Die brasilianische Präsidentin Dilma Rousseff kritisiert neoliberale EU-Wirtschaftspolitik. In Südamerika hingegen habe man demokratisch auf die Krise reagiert.

Finger weg von "gescheiterten Rezepten": Brasiliens Präsidentin Dilma Rousseff hält nicht viel von Europas Krisenpolitik. Bild: dpa

PORTO ALEGRE taz | Mit einem symbolträchtigen Auftritt hat Dilma Rousseff das Weltsozialforum aufgewertet. Anstatt wie ursprünglich geplant in Davos vor Managern, Bankern und Politikern zu reden, geißelte die brasilianische Staatschefin in Porto Alegre die neoliberale Wirtschaftspolitik der EU.

"Erneut werden in Europa gescheiterte Rezepte vorgeschlagen", sagte Rousseff am Donnerstag, die Kluft zwischen der "Stimme der Straße" und der "Stimme der Märkte" werde offenbar immer größer. Im Gegensatz zur EU hätten Südamerikas Mitte-links-Regierungen "progressiv und demokratisch" auf die Krise reagiert, rief Rousseff vor Tausenden Anhängern.

"In unseren Ländern gehen Armut und Ungleichheit zurück, während in anderen Regionen die Ausgrenzung zunimmt und Rechte verloren gehen. Heute geben wir unsere Souveränität nicht mehr auf, wenn Mächte, Finanzgruppen oder Ratingagenturen Druck auf uns ausüben." Europa hingegen wiederhole gerade jene konservative Wirtschaftspolitik, die im Lateinamerika der 80er und 90er Jahre zu Stagnation, Demokratieverlust, mehr Armut und Arbeitslosigkeit geführt habe.

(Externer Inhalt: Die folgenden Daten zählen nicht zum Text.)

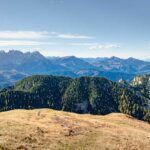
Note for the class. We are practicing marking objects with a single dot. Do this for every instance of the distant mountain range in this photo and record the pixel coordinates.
(18, 65)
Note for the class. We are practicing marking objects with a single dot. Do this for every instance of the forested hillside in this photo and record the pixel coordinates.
(95, 95)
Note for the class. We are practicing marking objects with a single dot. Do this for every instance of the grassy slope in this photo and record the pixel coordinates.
(45, 129)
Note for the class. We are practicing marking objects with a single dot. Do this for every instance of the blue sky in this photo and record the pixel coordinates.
(84, 28)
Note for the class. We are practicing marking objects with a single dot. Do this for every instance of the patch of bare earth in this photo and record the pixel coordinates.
(46, 129)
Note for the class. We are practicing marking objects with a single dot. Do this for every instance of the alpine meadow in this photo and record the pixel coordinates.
(74, 75)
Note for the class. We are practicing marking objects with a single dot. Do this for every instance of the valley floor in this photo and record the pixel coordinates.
(45, 129)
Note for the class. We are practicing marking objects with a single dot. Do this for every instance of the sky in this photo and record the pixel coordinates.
(83, 28)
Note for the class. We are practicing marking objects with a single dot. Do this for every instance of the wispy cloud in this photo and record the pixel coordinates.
(103, 46)
(23, 43)
(70, 36)
(83, 44)
(22, 35)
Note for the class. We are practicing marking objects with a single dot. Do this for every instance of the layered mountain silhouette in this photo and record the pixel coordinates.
(35, 63)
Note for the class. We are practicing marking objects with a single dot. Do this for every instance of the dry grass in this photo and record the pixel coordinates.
(46, 129)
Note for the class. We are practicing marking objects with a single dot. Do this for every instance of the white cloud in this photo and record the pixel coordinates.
(21, 43)
(83, 44)
(70, 36)
(103, 46)
(22, 35)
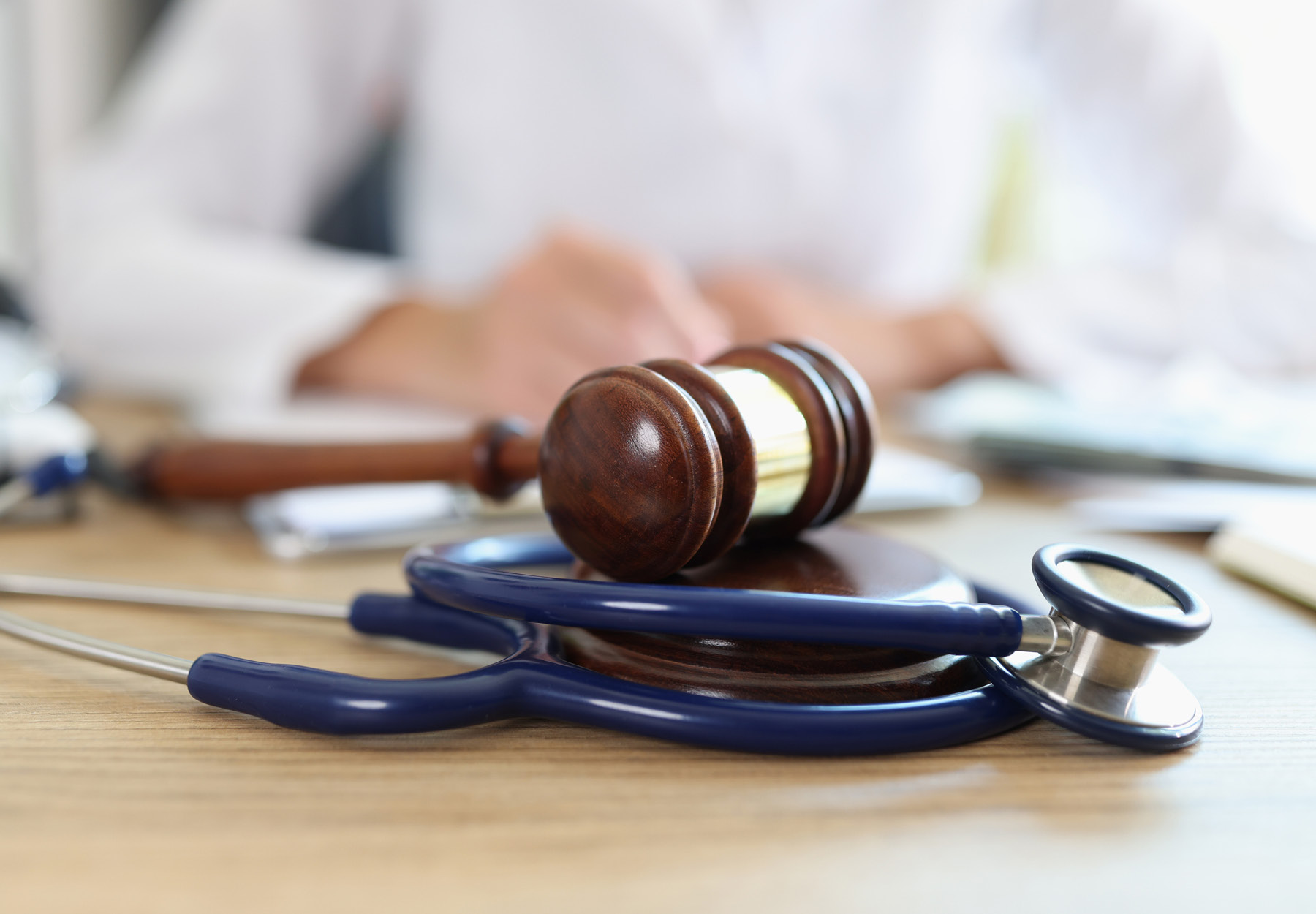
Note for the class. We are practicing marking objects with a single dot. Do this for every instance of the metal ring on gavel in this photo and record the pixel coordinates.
(648, 469)
(1090, 667)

Auf dem UN-Umweltgipfel Rio+20, der im Juni in Rio de Janeiro stattfindet, möchte die Gastgeberin ein "neues Entwicklungsmodell" in den Fokus rücken, bei dem wirtschaftliche, soziale und ökologische Gesichtspunkte berücksichtigt würden. Auf die Demonstranten, die mit Transparenten und Pfiffen gegen den Bau des Megastaudamms Belo Monte und das neue Waldgesetz protestierten, ging sie jedoch mit keinem Wort ein. Stattdessen übte sie mit dem WSF-Motto "Eine andere Welt ist möglich" den Schulterschluss mit der Basis.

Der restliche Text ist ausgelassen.